時代ごとに名作と名役者を生み出す宝塚歌劇団
「ベルサイユのバラ」に「風と共に去りぬ」、「あかねさす紫の花」など、数え切れぬほどの名公演をおこなってきた、ご存知、宝塚歌劇団。その歴史は意外に古く、1914年に「宝塚唱歌隊」として公演をしたのが発祥だ。
宝塚新温泉という遊園地の企画で、少女のみが出演する唱歌隊としてデビューを果たした。その後、1919年には宝塚音楽歌劇学校が設立され、それを母体として「宝塚少女歌劇団」が誕生。大正デモクラシー華やかなりしころ、女性のみの歌劇団という珍しさもあいまって人気を博した。
1927年には、当時ヨーロッパで流行していたレビューという公演形式を日本で初めて取り入れた「モン・パリ」が演じられ、日本芸能史上においても重要な役割を果たした。

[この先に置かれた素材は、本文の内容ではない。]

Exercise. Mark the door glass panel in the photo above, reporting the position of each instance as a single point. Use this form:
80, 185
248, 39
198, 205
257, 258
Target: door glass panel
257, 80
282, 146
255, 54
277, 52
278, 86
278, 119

しかし、時代は第二次世界大戦へと突き進むさなかにあった。宝塚もその余波を受けざるを得ず、外国語の演目は公演するのが禁じられ、内容は軍国主義的なものへと変えられていく。そして戦争が激化した1943年、宝塚大劇場は軍に接収され、最終公演を迎えることになった。そのとき、ファンは劇場から宝塚駅まで長蛇の列を作ったという。
いったんは幕を下ろした宝塚歌劇団だが、戦後は無事に再開を果たし、越路吹雪、八千草薫、浅丘雪路、寿美花代といったスターを世に送り出した。その宝塚が黄金期を迎えたのは1970年代。「ベルサイユのバラ」が初上演されたころだ。年間の観客数は140万を超えるという空前の大ブームが起き、その後も「風と共に去りぬ」や「あかねさす紫の花」など、大ヒット公演を続け、海外公演も積極的に行った。
1995年の阪神淡路大震災で中断を余儀なくされたが、震災の2ヵ月後には公演を再開。震災の悲劇に負けることなく、翌年の1996年には「エリザベート」という名作を生み出している。
2014年に劇団創立100周年を迎え、いまや公演後のスターに会うための、いわゆる「出待ち」の行列も恒例の光景になっている。これからどんな名作を生み出してくれるのか。どんなスターが輩出されるのか。期待に胸が膨らむ。